I'm testing about jit in C++ ( libtorch )
My test cases
int main(int argc, const char* argv[]) {
auto& ops = torch::jit::getAllOperators();
std::cout << "torch jit operators\n";
for (auto& op: ops) {
auto& name = op->schema().name();
if (name.find("torchvision") != std::string::npos)
std::cout << "op : " << op->schema().name() << "\n";
}
std::cout << "\n";
return 0;
}
>>> torch jit operators
Expected (I changed some codes in vision)
>>> torch jit operators
op : torchvision::_cuda_version
op : torchvision::deform_conv2d
op : torchvision::ps_roi_pool
op : torchvision::ps_roi_align
op : torchvision::_new_empty_tensor_op
op : torchvision::roi_pool
op : torchvision::roi_align
op : torchvision::nms
In 1st case, seems no jit opeators registry on libtorch.
Is this only occurs my env? or some codes are wrong?

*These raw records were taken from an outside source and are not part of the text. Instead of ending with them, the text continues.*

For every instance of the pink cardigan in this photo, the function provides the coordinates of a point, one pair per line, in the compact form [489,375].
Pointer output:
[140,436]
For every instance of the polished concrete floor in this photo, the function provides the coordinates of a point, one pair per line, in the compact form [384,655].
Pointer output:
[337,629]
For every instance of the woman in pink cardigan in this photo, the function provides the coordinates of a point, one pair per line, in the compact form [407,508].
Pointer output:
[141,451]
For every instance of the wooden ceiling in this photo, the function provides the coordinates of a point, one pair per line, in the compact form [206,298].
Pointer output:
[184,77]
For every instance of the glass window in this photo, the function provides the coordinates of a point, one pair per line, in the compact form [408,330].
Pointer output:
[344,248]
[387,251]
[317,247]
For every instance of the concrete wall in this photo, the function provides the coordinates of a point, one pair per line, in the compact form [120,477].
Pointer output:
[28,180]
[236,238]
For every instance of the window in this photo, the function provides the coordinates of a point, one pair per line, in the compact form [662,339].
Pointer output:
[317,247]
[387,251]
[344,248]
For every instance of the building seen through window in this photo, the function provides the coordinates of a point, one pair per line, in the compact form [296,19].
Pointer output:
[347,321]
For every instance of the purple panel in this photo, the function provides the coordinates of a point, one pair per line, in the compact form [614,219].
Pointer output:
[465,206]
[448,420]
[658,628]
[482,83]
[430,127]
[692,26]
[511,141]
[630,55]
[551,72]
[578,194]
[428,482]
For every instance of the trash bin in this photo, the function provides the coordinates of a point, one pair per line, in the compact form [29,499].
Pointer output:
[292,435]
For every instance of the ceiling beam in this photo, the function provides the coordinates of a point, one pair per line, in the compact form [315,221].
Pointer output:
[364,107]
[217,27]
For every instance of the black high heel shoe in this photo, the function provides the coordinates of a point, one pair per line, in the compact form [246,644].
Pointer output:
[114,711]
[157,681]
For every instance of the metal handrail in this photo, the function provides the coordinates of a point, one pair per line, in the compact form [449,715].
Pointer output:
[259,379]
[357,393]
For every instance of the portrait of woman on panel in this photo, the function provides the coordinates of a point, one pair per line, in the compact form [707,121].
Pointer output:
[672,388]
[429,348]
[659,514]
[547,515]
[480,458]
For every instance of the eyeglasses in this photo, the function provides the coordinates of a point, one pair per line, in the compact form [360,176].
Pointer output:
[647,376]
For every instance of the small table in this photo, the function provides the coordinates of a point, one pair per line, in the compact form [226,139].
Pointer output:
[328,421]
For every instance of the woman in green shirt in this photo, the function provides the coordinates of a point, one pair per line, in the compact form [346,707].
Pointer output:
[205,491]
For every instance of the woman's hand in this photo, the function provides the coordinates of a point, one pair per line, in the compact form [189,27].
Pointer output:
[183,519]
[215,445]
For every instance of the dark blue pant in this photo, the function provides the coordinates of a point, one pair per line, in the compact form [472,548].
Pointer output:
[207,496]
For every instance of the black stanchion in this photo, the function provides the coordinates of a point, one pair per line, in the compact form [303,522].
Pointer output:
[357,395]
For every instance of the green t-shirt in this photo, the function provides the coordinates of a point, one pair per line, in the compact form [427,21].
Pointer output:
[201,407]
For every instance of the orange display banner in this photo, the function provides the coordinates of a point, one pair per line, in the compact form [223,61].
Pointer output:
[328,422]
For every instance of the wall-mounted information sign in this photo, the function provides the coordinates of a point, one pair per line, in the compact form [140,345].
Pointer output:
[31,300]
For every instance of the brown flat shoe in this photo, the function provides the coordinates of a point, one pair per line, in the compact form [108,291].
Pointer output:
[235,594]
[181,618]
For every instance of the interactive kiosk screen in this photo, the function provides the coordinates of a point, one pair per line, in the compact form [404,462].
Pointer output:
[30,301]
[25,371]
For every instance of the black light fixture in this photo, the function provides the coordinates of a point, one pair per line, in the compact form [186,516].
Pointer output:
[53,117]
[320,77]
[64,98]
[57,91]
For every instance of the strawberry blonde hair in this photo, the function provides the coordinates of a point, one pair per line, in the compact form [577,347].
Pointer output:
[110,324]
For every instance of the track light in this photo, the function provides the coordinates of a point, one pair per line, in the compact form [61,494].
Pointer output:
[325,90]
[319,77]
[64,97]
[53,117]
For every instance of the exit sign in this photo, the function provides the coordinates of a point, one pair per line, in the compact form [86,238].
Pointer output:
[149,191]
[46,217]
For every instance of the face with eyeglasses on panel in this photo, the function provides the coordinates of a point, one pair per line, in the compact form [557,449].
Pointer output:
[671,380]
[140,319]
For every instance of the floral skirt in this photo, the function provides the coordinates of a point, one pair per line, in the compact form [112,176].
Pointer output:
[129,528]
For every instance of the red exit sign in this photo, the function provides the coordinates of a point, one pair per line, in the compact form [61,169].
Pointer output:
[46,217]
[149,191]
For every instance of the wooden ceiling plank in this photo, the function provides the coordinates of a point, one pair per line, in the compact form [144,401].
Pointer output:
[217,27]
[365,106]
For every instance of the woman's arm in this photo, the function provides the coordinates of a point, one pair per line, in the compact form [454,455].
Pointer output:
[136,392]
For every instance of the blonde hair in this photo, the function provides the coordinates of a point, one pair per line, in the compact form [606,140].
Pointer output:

Because I checked expected output when I changed srcs.
Install command follows on reamdme
torch 1.5.0 and torchvision 0.6.0
@vincentqb
This is not pytorch problem.
It's about call the registry API when using C++ torchvision.
And the problem is registry parts not calling when the custom project includes Torchvision
So I moved registry parts to header, then the project is running registry codes when compile.
Could you check the jit operators in C++?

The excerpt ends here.